CooL-intervention
The CooL-intervention aims for higher perceived quality of life, healthier eating habits (including a focus on healthy food choices, food quantities and eating with attention), more physical activity, less sedentary behaviour, attention for high quality sleep and relaxation, and positive changes in physical outcomes such as weight, BMI and waist circumference. CooL includes an intake (1 hour), a behavioural change phase of eight months (phase 1) with a follow-up phase of sixteen months (phase 2). The intervention consists of a combination of individual sessions (six hours in total) and group sessions (1,5 hours each). Phase 1 and phase 2 both include eight group sessions resulting in a higher density of sessions in phase 1 compared to phase 2 (13).

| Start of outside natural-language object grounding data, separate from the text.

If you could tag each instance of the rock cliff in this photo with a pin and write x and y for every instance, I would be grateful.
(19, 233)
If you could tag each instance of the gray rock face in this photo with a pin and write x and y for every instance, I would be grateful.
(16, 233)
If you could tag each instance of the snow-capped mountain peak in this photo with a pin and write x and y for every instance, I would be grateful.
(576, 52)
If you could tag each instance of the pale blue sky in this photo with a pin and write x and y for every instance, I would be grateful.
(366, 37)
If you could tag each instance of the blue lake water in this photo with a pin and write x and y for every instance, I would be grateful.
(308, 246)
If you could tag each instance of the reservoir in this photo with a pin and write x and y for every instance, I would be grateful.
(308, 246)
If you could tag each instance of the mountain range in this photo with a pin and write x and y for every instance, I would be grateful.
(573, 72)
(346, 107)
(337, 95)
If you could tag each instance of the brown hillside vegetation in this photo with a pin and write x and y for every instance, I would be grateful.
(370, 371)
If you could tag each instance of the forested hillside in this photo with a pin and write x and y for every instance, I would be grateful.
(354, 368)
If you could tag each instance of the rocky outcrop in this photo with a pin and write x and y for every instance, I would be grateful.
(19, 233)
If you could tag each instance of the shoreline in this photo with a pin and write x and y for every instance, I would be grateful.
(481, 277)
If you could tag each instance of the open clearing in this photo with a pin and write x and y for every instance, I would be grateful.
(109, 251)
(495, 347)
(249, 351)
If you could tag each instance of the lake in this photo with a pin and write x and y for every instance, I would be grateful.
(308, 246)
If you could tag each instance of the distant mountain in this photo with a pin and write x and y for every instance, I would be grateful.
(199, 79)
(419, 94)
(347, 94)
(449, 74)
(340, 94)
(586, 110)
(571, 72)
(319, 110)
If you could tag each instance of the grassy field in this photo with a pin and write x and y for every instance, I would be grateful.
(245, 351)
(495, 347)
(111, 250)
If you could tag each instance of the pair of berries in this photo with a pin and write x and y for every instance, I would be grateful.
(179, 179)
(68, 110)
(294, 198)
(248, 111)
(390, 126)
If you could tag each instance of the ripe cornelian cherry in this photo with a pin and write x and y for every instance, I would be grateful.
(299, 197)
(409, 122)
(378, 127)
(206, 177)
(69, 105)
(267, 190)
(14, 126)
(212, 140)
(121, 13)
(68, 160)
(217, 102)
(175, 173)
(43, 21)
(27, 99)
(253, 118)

The CooL-intervention is an open CLI, which means that CooL has no strict protocol. Instead, it allows CooL-coaches to adapt the intervention to their target audience and context, within certain boundaries and restrictions. Participants pursue a predefined set of final objectives on knowledge and skills, supported by the coach who secures the main effective elements (e.g., goal setting, mobilizing social support, positive psychology, self-management and self-monitoring) of the CooL-intervention in implementation (13). The CooL-coaches are trained and licensed professionals who coach participants to take responsibility for their personal lifestyle changes by addressing motivation, personal objectives and behavioural change. Participants are stimulated and supported towards more self-steering and self-management by identifying, mapping and putting personal health related behaviour into action. The main objective is to coach and activate participants to a sustained healthier lifestyle in line with their individual needs and personal goals.
CooL-intervention during COVID-19
The COVID-19 implications and restrictions resulted in adaptations in the way CooL was offered to participants: some participants finalized the first eight months of CooL completely before COVID-19 broke out in the Netherlands, others participated in CooL during the COVID-19 pandemic and measures. The first infection was detected in the Netherlands on February 27th 2020, the first regional restrictions were imposed on March 6th and the 'intelligent lockdown' (a semi-lockdown with free human movement but restricted human contact) was introduced as of March 23th (23). We used a cut-off date of April 1st 2020, as participants finishing phase 1 of CooL before this date will have suffered limited to no impact on their lifestyle which cannot be guaranteed for participants finishing phase 1 of CooL after April 1st 2020. By means of the cut-off date we distinguished between participants that were potentially impacted by COVID-19 while participating in CooL and participants that were not impacted by COVID-19.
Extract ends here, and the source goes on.